Hi,
The Goal is to write this file before i start a new (nutch/crawl) process
over my web-application. If i just place the File in one of the
application-servers CLASSPATH (i tried $JBOSS_HOME/server/default/lib for
example) nutch does not find the regex-Files. I could experiment with one of
the class loaders explicit - but i first want to keep it simple for me :)
Greetings
Tobias
----- Original Message -----
From: "Dennis Kubes" <[EMAIL PROTECTED]>
To: <[email protected]>
Sent: Friday, October 26, 2007 4:26 PM
Subject: Re: regex-urlfilter regex-urlnormalizer
Well it depends what you mean by exclude. If you don't want those plugins
to be called by the running jobs then you would need to remove the plugin
from the plugins.includes configuration variable in nutch-site.xml.
From this:
<property>
<name>plugin.includes</name>
<value>protocol-http|urlfilter-regex|parse-(text|html|js)|index-basic|query...
to this
<property>
<name>plugin.includes</name>
<value>protocol-http|parse-(text|html|js)|index-basic|query...

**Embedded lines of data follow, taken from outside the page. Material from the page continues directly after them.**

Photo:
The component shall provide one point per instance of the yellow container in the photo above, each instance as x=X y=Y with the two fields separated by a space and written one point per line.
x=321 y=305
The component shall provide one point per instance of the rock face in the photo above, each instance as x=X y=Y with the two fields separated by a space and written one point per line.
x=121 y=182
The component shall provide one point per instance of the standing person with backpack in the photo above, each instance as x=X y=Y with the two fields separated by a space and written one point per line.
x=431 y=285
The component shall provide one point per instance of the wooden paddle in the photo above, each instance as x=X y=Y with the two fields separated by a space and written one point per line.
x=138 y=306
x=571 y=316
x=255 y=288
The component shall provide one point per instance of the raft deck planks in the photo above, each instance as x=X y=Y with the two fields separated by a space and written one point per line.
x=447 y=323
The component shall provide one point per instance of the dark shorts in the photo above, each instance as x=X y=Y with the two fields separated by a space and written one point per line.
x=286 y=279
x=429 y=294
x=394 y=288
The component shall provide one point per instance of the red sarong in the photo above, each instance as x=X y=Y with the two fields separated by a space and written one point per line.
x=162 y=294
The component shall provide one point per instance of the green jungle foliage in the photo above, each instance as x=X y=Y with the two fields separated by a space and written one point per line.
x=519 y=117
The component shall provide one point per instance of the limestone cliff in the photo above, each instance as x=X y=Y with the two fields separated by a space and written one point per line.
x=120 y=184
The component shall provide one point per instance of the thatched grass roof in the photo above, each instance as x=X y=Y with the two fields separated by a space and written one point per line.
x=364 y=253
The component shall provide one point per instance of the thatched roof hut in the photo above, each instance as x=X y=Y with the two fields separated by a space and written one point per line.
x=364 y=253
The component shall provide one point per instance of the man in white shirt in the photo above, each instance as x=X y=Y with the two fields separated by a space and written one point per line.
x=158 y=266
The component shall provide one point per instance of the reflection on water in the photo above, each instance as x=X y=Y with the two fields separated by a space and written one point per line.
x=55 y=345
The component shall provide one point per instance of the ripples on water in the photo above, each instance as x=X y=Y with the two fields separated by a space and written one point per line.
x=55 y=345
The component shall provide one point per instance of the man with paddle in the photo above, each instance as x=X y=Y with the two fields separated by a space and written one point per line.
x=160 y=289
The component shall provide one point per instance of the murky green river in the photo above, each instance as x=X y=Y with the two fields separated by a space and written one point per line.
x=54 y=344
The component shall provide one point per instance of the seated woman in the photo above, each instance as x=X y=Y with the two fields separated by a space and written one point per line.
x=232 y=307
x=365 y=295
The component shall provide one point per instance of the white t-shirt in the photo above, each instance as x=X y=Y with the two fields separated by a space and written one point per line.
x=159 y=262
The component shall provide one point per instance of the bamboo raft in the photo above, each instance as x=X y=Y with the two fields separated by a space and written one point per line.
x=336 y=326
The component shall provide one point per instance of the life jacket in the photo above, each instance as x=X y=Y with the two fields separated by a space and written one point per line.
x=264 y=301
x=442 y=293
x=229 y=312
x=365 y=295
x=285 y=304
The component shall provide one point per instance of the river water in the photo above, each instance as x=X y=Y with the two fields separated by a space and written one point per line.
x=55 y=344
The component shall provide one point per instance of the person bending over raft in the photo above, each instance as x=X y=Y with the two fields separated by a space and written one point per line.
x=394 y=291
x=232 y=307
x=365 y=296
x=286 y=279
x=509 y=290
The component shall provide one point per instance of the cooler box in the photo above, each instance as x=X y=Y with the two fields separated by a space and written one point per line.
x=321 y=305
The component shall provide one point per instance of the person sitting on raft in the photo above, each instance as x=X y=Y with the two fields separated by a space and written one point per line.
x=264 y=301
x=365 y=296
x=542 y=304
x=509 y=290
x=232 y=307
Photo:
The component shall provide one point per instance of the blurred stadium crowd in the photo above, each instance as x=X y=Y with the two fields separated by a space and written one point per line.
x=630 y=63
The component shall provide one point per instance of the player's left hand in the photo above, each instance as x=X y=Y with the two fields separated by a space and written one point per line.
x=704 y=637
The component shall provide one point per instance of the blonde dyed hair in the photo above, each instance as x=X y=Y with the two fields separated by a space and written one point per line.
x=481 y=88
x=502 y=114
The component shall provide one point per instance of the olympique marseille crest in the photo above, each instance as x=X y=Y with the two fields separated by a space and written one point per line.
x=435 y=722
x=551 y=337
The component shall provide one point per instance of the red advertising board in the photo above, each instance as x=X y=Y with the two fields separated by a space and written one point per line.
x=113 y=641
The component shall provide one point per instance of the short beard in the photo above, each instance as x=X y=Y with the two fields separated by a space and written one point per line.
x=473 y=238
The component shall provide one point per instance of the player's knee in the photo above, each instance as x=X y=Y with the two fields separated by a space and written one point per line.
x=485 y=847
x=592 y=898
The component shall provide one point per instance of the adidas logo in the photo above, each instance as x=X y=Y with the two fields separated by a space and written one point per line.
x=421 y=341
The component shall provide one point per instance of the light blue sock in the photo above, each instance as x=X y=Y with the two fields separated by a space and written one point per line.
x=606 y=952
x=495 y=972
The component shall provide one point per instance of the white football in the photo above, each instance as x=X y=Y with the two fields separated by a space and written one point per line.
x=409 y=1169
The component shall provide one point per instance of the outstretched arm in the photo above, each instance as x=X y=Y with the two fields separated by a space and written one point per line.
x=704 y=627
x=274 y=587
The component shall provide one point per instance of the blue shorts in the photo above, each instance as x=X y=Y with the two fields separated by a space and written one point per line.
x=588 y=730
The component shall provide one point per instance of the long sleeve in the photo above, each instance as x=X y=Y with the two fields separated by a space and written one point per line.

If you mean you want to change the file name then change the
urlfilter.regex.file variable in nutch-site.xml
<property>
<name>urlfilter.regex.file</name>
<value>regex-urlfilter.txt</value>
<description>Name of file on CLASSPATH containing regular expressions
used by urlfilter-regex (RegexURLFilter) plugin.</description>
</property>
If you mean you want to remove from the build, then change the
plugins.includes and delete the files.
Dennis Kubes
Tobias Wolf wrote:
Hi there,
How can I exclude the files regex-urlfilter.txt and
regex-urlnormalizer.txt? Is there a possibility to overgive an parameter
or setting a propertie where these files are stored so that the plugin
can find them? A solution withous touching the source code would be fine
:)
Greetings
Tobias